You wake up six hours later, separated from your squad. You release yourself from your drop pod and fall to the ground, noticing that the edges of your screen go red as your character struggles for air.
That's when you realize: you're just a human, not a Spartan. You're shorter, can't jump as high, and your shield is … not there. You do have your VISR mode: a night-vision in which you see the outlines of buildings, allies and enemies.
As you roam the city, you come across your first enemy. You've been here before, however, you're not new to killing Covenant Jackals and Brutes, so you rush in.
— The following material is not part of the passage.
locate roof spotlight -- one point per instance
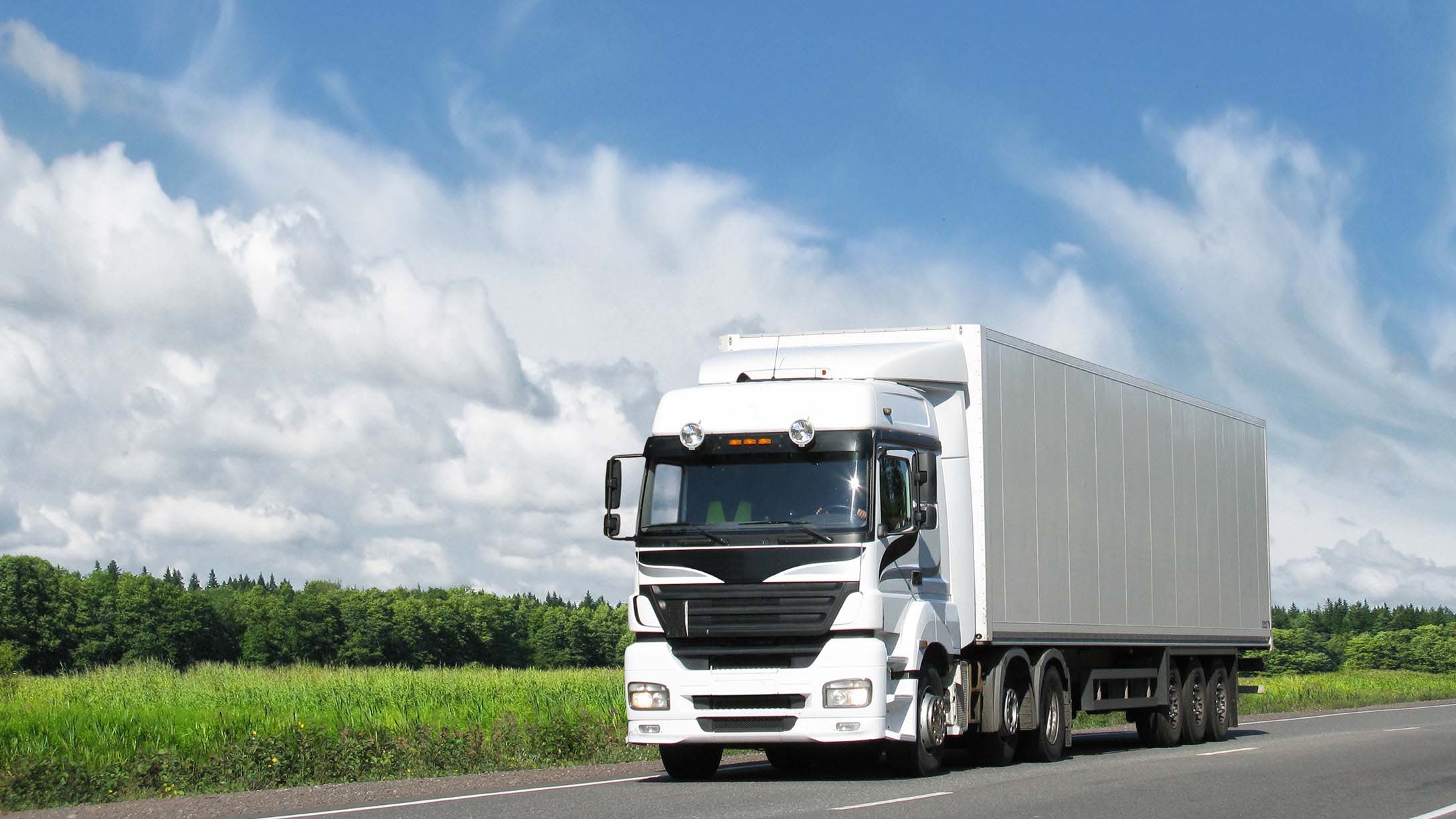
(801, 432)
(692, 436)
You're getting shot, but something odd is happening - you're actually getting hurt. Your vision's going red again and you have to find cover and hide.
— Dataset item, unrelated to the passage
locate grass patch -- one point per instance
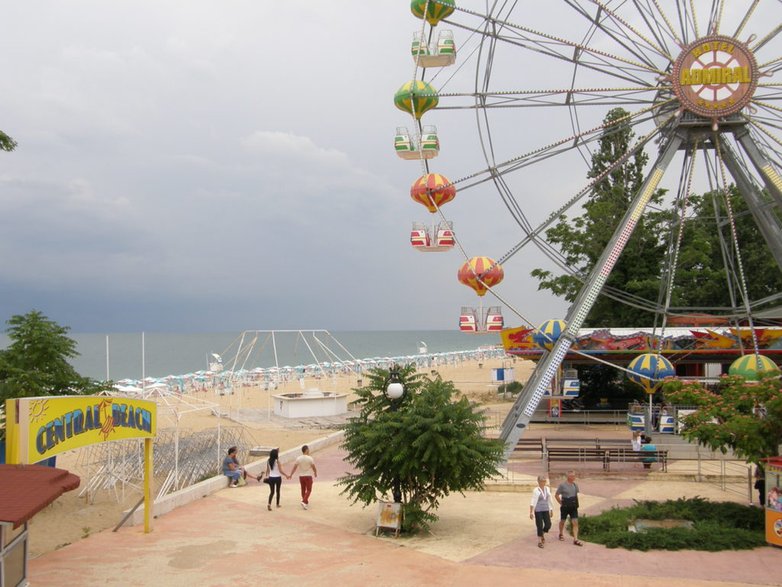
(716, 526)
You charge for a quick melee. You run up to a Brute Captain and have to look up to him. When you melee him, he shrugs it off and hits you back, depleting your stamina and your health bar.
There's an obnoxious beeping noise reminding you of this damage, so you take cover again and wait for your health to regenerate. But you forgot again - you're not a Spartan anymore, you don't have a shield and now, you need health packs if you want to get back to full health.
You are going to have to put aside your pride and realize that if you don't find cover, you're going to die; if you rush in, you're going to get hurt, and when you're hurt, you're going to need to find health packs. You can't deploy items anymore, you have no shield, and you can't jump from buildings without hurting yourself.
You have your VISR mode, however, which makes nighttime missions a bit less threatening, a game with a more open world feel and a Superintendent to help you solve the mystery and find your squad. You also have two new guns: the Silenced SMG and the Silenced Magnum (the latter meant to replace the now-absent Battle Rifle for headshots).
On top of that, you have the new Firefight mode, similar to the Horde mode in Gears of War 2, where you (whether alone or with friends for cooperative play both online and off) face wave upon wave of enemies that increase in intensity and difficulty the longer you survive.
Play begins with one skull on, which places a new level of difficulty on game play (for example, having the enemies throw more grenades), and then adds one every time you survive a round, adding a new aspect on top of the last.
You also get a Halo: ODST multiplayer disc with all of the map packs, including three new ones, and the complete multiplayer experience. This is not your average Halo game, and despite being billed as such, it's a whole different perspective on the United Nations Space Command's run-in with the Covenant.